RE: Algorithm Granularity / Othogonality

> -----Original Message-----
> From: Mark Bartel [mailto:mbartel@thistle.ca]
> Sent: Friday, October 15, 1999 12:02 PM
> To: 'w3c-ietf-xmldsig@w3.org '
> Subject: RE: Algorithm Granularity / Othogonality
> 
> 
> I vote for G.1., expressing algorithm suites as one algorithm:
> 
> a) This is how most other standards seem to do it.
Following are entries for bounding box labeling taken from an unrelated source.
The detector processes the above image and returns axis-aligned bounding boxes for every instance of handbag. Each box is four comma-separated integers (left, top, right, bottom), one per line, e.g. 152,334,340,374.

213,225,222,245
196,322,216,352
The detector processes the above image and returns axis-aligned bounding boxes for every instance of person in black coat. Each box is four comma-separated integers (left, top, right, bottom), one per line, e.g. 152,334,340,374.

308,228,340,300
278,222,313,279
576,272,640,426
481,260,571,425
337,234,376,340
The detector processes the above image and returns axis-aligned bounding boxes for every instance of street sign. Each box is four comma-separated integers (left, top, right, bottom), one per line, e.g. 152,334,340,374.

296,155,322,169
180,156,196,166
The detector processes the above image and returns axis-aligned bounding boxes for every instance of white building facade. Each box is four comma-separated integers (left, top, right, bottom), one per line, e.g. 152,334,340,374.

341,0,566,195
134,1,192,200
This has been true, however it has also lead to an explosion of OIDs for
some things (consider RSA-with-(MD2, MD5, SHA1, ...).

> 
> b) Ambiguity is possible in the case of G.2.; I believe this 
> is the reason
> for a).  In general, the technical specification for 
> different algorithms
> may express their output in different fashions.  For example, 
> in RFC 2437
> RSASSA-PKCS1-v1_5 outputs an octet string, while in FIPS 
> 186-1 DSA outputs
> two integers (r and s).  If you were specifying an algorithm 
> that could take
> RSA or DSA as a parameter, you would need to specify exactly 
> how the output
> of each is used by the encompassing algorithm.  For the G.2. 
> method you
> could always say on the encompassing algorithm definition of 
> A that "the
> algorithm parameter must be X or Y; the output of X will be 
> encoded this
> way, the output of Y will be encoded that way" but this seems 
> to me to be
> equivalent to defining A-X and A-Y.  Might as well express it 
> that way.

I am afraid that I cannot see this as a problem at the moment.  I'll think
on it.  However it seems to me that you are going to have this problem in
the core spec today if it is really ambiguious.  What is encoded into the
SignatureValue field for DSA?  R & S or the single octect stream?  If this
is an issue we need to look at it now as we already have it.

> 
> c) G.2. can be accurately and easily expressed in G.1. fashion but not
> vice-versa because of the ambiguity issue.
> 
> -Mark Bartel
> JetForm
> 


I like G.2 since it also leads to ease of implemenation.  I can look for and
hash without having to do a table lookup on the signature algorithm and then
feed the hash back into the signature code later.